ARCHEOASTRONOMIA COME DIDATTICA DELL'ASTRONOMIA
Mario Codebò
Membro: Istituto Internazionale di Studi Liguri
I lettori potranno chiedersi, al primo impatto, che cosa c'entri un
intervento di archeoastronomia in un convegno COAPI. Può entrarci
perché l'astronomia, come ormai tutti sanno, è nata, in Europa,
in età eneolitica (III millennio a.C.) tra i costruttori dei grandi
complessi megalitici Stonehenge, Callanish, Carnac, ecc. che erano,
appunto, degli osservatorii (probabilmente più per scopi di culto
che pratici). In Oriente, Medio ed Estremo, le date vanno arretrate ulteriormente.
E c'è anche chi pensa, pur tra contestazioni anche vivaci, che le
prime osservazioni registrate datino addirittura dal Paleolitico Superiore
Europeo (Marshack, 1970).
Quel che è certo è che quando i popoli si affacciarono
alla storia, con l'invenzione della scrittura, possedevano già un
calendario pressoché completo. In Italia ciò si verificò
agli inizi dell'Età del Ferro (VIII secolo a.C.): i Romani utilizzarono
prima un calendario di 10 mesi attribuito a Romolo e poi uno di 355 giorni,
attribuito al suo successore Numa Pompilio ma in realtà di
epoca decemvirale (451 a.C.) e formato da 12 mesi sinodici. Esso restò
in vigore fino alla riforma cesariana del 46a.C., quando fu introdotto
l'anno di 365 giorni. Tutto ciò testimonia come per
secoli si sia studiato il moto degli astri scoprendone le prime leggi
elementari: si gettavano inconsapevolmente le basi dell'astronomia
di posizione o sferica.
Fino a poche decadi or sono noi utilizzavamo sofisticati strumenti dei
passaggi che hanno reso celebri osservatorii astronomici come Greenwich,
ma i loro predecessori sono da cercarsi nelle varie "Cima 12, Cima del
Mezzodì, Sas del Meszdì e simili, comunissime sulle Alpi.

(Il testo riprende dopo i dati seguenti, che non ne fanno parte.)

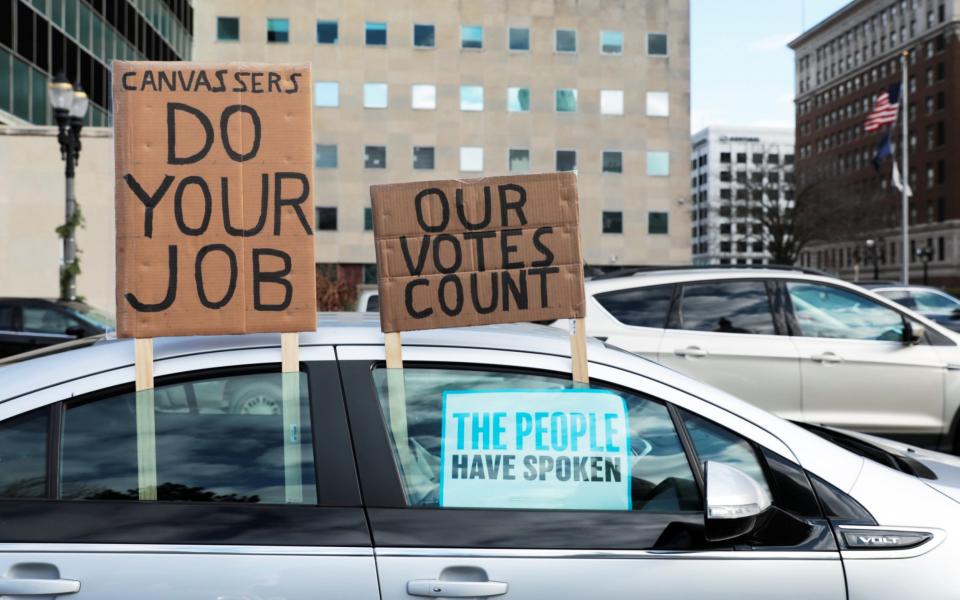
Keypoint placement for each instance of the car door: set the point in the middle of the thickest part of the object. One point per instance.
(541, 540)
(246, 503)
(728, 333)
(857, 370)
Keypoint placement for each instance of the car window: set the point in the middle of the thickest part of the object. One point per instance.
(726, 307)
(831, 312)
(642, 307)
(551, 469)
(23, 455)
(220, 439)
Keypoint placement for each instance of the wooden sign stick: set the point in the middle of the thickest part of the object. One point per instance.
(146, 419)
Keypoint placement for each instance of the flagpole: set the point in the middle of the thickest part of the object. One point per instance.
(904, 152)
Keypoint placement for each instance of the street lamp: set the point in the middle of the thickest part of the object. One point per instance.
(69, 105)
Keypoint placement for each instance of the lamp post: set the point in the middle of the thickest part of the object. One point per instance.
(69, 107)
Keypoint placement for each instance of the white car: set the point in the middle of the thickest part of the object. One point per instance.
(802, 345)
(339, 492)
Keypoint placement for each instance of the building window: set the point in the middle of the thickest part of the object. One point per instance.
(612, 161)
(326, 94)
(423, 96)
(657, 222)
(471, 97)
(376, 34)
(375, 157)
(566, 160)
(519, 160)
(228, 29)
(566, 40)
(471, 158)
(566, 100)
(471, 37)
(656, 44)
(326, 218)
(612, 221)
(327, 32)
(658, 104)
(278, 30)
(424, 36)
(519, 38)
(518, 99)
(325, 156)
(423, 158)
(611, 42)
(611, 102)
(658, 164)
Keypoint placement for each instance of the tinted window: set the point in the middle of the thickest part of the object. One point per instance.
(826, 311)
(660, 475)
(226, 439)
(726, 307)
(23, 455)
(642, 307)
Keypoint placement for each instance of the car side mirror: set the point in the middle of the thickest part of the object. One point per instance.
(734, 502)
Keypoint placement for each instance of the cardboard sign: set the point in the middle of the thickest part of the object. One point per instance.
(564, 449)
(475, 252)
(214, 203)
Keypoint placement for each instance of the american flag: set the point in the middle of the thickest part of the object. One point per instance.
(884, 109)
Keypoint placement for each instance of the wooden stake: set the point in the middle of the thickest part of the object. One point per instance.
(146, 419)
(578, 350)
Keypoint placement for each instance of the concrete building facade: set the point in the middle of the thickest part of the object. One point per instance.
(736, 174)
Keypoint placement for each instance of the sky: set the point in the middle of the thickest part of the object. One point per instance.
(741, 68)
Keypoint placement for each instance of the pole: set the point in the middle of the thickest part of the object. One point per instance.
(904, 152)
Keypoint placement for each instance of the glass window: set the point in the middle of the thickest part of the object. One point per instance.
(424, 36)
(612, 161)
(326, 94)
(518, 99)
(423, 157)
(611, 42)
(225, 439)
(657, 44)
(328, 32)
(726, 307)
(660, 475)
(376, 34)
(471, 158)
(658, 164)
(326, 218)
(519, 38)
(612, 221)
(566, 160)
(375, 157)
(278, 30)
(326, 156)
(829, 312)
(375, 95)
(658, 104)
(471, 97)
(566, 100)
(611, 102)
(566, 40)
(657, 222)
(640, 307)
(23, 455)
(228, 29)
(519, 160)
(423, 96)
(471, 36)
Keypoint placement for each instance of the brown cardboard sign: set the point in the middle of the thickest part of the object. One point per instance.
(476, 252)
(214, 202)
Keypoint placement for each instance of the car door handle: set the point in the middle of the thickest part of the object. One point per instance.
(691, 351)
(38, 587)
(440, 588)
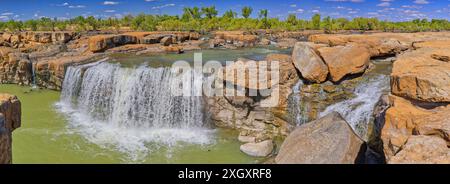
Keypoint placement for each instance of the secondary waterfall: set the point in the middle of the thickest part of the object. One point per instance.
(133, 109)
(358, 111)
(296, 110)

Chi per esempio volesse osservare la culminazione superiore del Sole non
ha che da recarsi a Pozza (località Méida), in Val di Fassa
CM, dove vedrà il Sole al mezzogiorno locale sulla verticale del
Sasso del Mezzodì o a Genova, in frazione Cremeno, dove potrà
osservare lo stesso fenomeno sulla cima del Bric del Mezzogiorno, o, ancora
meglio, a Sesto, in Val Pusteria (BZ), dove dalla Heidenbuhel (=collina
pagana!) potrà addirittura contare tutte le ore del giorno dalle
9 antimeridiane alle 1 pomeridiane sulle omonime cinque cime.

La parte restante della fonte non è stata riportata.